Мышка что-то делала во дворе, подле розового куста.
– Угу, – ответила она, не разгибаясь. – Пегги-Энн трусиха. Мы с ней больше не водимся. Она уж очень большая. Наверно, она вдруг выросла.
– И поэтому плакала? Чепуха. Отвечай мне как полагается, не то сейчас же пойдешь домой!
Мышка круто обернулась, испуганная и злая:
– Да не могу я сейчас! Скоро уже время. Ты прости, я больше не буду.
– Ты что же, ударила Пегги-Энн?
– Нет, честное слово! Вот спроси ее! Это из-за того, что… ну, просто она трусиха, задрожала – хвост поджала.
Кольцо ребятни теснее сдвигалось вокруг Мышки; озабоченно хмурясь, она что-то делала с разнокалиберными ложками и четырехугольным сооружением из труб и молотков.
– Вот сюда и еще сюда, – бормотала она.
– У тебя что-то не ладится? – спросила миссис Моррис.

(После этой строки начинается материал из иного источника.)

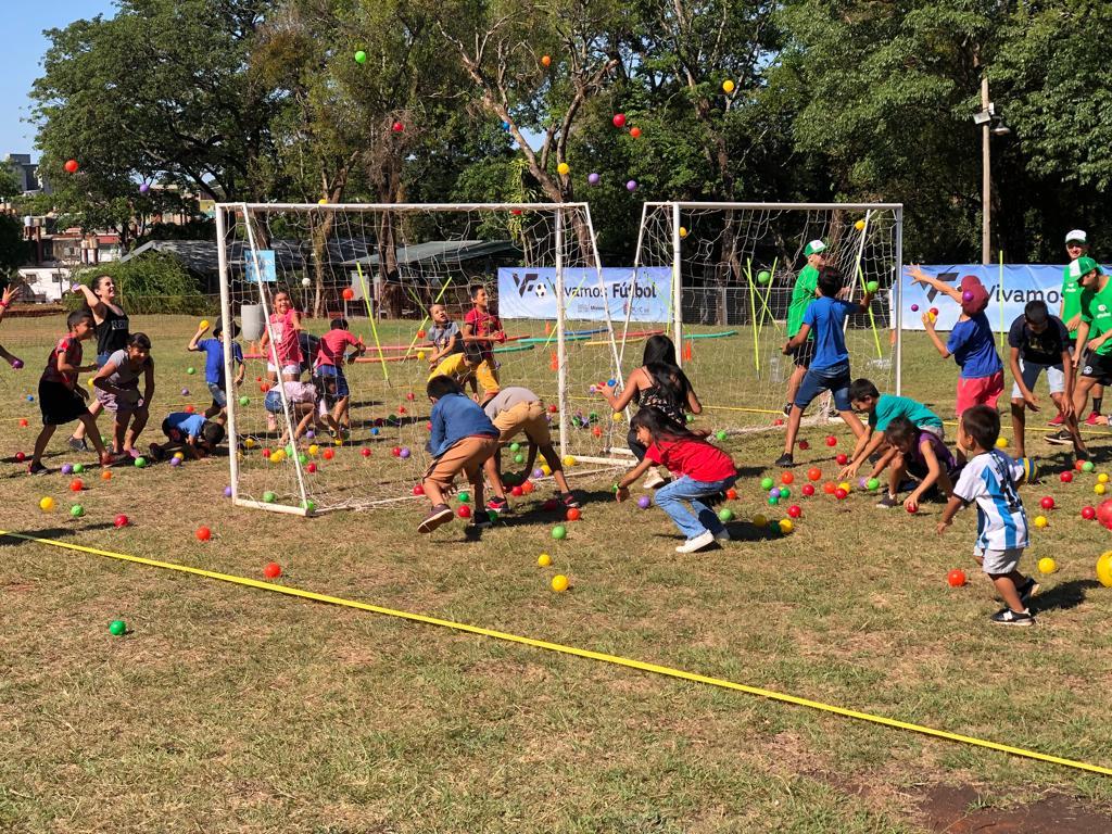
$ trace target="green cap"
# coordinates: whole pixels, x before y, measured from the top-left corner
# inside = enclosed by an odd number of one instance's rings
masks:
[[[1100,264],[1090,258],[1088,255],[1083,255],[1076,260],[1070,264],[1070,277],[1073,280],[1081,280],[1083,276],[1089,275],[1093,270],[1103,274]]]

– Бур застрял. На полдороге. Нам бы только его вытащить, тогда будет легче. За ним и другие пролезут.
– Может, я вам помогу?
– Нет, спасибо. Я сама.
– Ну хорошо. Через полчаса мыться, я тебя позову. Устала я на вас смотреть.

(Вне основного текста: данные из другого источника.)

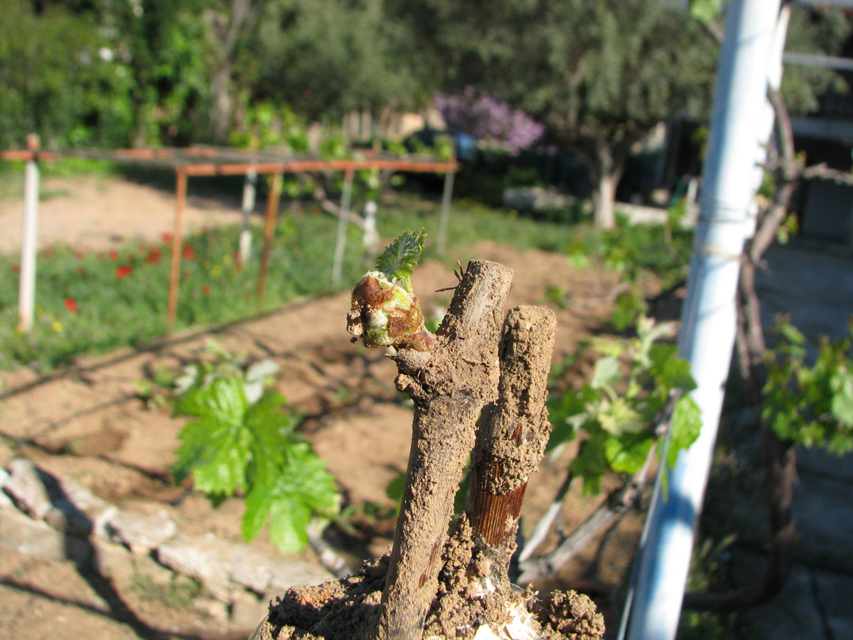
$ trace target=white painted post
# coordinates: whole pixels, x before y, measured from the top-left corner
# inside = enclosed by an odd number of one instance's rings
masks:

Миссис Моррис ушла в дом, села в кресло и отпила глоток пива из неполного стакана. Электрическое кресло начало массировать ей спину. Дети, дети… У них и любовь, и ненависть – все перемешано. Сейчас ребенок тебя любит, а через минуту ненавидит. Странный народ дети. Забывают ли они, прощают ли в конце концов шлепки, и подзатыльники, и резкие слова, когда им велишь – делай то, не делай этого? Как знать… А если ничего нельзя ни забыть, ни простить тем, у кого над тобой власть, – большим, непонятливым и непреклонным?
Время шло. За окнами воцарилась странная, напряженная тишина, словно вся улица чего-то ждала.
Пять часов. Где-то в доме тихонько, мелодично запели часы: «Ровно пять, ровно пять, надо время не терять!» – и умолкли.
Урочный час. Час вторжения.
Миссис Моррис засмеялась про себя.
На дорожке зашуршали шины. Приехал муж. Мэри улыбнулась. Мистер Моррис вышел из машины, захлопнул дверцу и окликнул Мышку, все еще поглощенную своей работой. Мышка и ухом не повела. Он засмеялся, постоял минуту, глядя на детей. Потом поднялся на крыльцо.
– Добрый вечер, родная.
– Добрый вечер, Генри.
Она выпрямилась в кресле и прислушалась. Дети молчат, все тихо. Слишком тихо.
Муж выколотил трубку и набил заново.
Жжжж.
– Что это? – спросил Генри.
– Не знаю.
Она вскочила, поглядела расширенными глазами. Хотела что-то сказать – и не сказала. Смешно. Нервы расходились.
– Дети ничего плохого не натворят? – промолвила она. – Там нет опасных игрушек?
– Да нет, у них только трубы и молотки. А что?
– Никаких электрических приборов?
– Ничего такого, – сказал Генри. – Я смотрел. Мэри прошла в кухню. Жужжание продолжалось.
– Все-таки ты им лучше скажи, чтоб кончали. Уже шестой час. Скажи им… – Она прищурилась. – Скажи, пускай отложат вторжение на завтра.
Она засмеялась не очень естественным смехом.
Жужжание стало громче.
– Что они там затеяли? Пойду в самом деле погляжу.
Взрыв!
Глухо ухнуло, дом шатнуло. И в других дворах, на других улицах громыхнули взрывы.
У Мэри Моррис вырвался отчаянный вопль.